Christine Erhel

Face à la flambée des prix de l’énergie et à l’inflation, des augmentations de salaires jugées trop faibles

7 avril 2022

Les différents mouvements de grève et débrayages illustrent l’insatisfaction grandissante des salariés, qui voient leur budget grevé.

Comme les mobilisations inédites chez Decathlon ou Leroy-Merlin avaient servi d’étendard médiatique aux mouvements de revendication salariale de l’automne 2021, celles chez Amazon, ces derniers jours, illustrent l’insatisfaction grandissante des salariés, qui voient leur budget grevé par la flambée des prix de l’énergie et l’inflation, à son plus haut niveau depuis 1985 (+ 4,5 % sur un an).

En témoignent les récents mouvements de grève et débrayages chez Thales, Dassault Aviation, dans des magasins Conforama ou des restaurants Flunch, l’absence d’accord lors des négociations annuelles obligatoires chez Renault, Stellantis et Michelin, ou la suspension du dialogue social par les syndicats du secteur bancaire mi-mars devant le refus d’une augmentation générale, malgré des résultats historiques.

« On s’attendait à des négociations sensibles cette année, avec un risque de déception. C’est ce qui s’est passé », constate Coralie Rachet, directrice générale du cabinet de recrutement Walters People, qui a publié, le 31 mars, une enquête dans le cadre de laquelle les professionnels non cadres ont été interrogés sur leur salaire. La moitié d’entre eux jugent avoir été insuffisamment augmentés. « Globalement, il y a eu des hausses, mais en majorité inférieures à 5 %. Or, au regard du taux actuel de l’inflation, ces 5 % sont devenus le nouveau seuil psychologique qui indique au salarié s’il gagne ou perd en termes de pouvoir d’achat », précise Mme Rachet.

Il y a un autre indicateur-clé : le niveau du smic, indexé sur l’inflation.

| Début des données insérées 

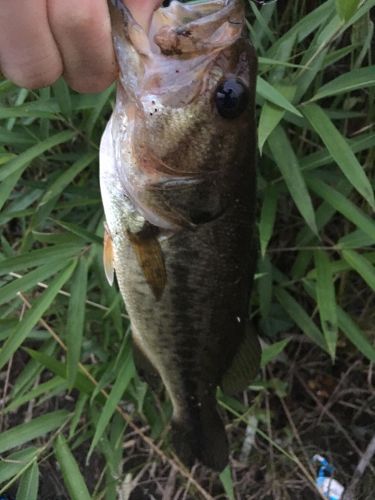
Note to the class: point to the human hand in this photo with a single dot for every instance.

Le ministère du travail vient d’annoncer qu’il devrait augmenter mécaniquement de 2,4 à 2,6 % au 1er mai. Ce sera la troisième hausse en six mois, après celles du 1er octobre 2021 (+ 2,2 %) et du 1er janvier 2022 (+ 0,9 %). En cumulé, une augmentation de 5,5 % à 5,7 % depuis l’automne 2021, pour atteindre en mai 10,82 à 10,85 euros brut de l’heure, de 1 641 à 1 646 euros brut mensuels.

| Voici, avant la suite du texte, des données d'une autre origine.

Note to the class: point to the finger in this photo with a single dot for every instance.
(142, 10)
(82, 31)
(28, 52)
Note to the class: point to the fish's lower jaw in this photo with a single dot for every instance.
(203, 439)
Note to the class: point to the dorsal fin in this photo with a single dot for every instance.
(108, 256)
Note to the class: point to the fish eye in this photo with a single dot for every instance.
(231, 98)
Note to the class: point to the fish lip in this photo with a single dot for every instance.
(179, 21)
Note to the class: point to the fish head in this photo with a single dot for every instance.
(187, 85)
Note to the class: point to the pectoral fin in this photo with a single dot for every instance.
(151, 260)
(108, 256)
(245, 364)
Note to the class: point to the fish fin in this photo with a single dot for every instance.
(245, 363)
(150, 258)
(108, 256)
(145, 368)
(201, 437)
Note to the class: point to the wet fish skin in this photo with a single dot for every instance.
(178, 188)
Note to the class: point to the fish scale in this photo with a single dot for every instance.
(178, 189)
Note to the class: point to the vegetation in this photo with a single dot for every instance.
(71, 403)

« Un sentiment d’injustice »

Le reste des salaires n’augmentant pas automatiquement, « davantage de gens vont se retrouver au smic. C’est tout le problème de l’écrasement des salaires dans les échelons les plus bas des grilles de rémunération », souligne Christine Erhel, directrice du Centre d’études de l’emploi et du travail au sein du Conservatoire national des arts et métiers.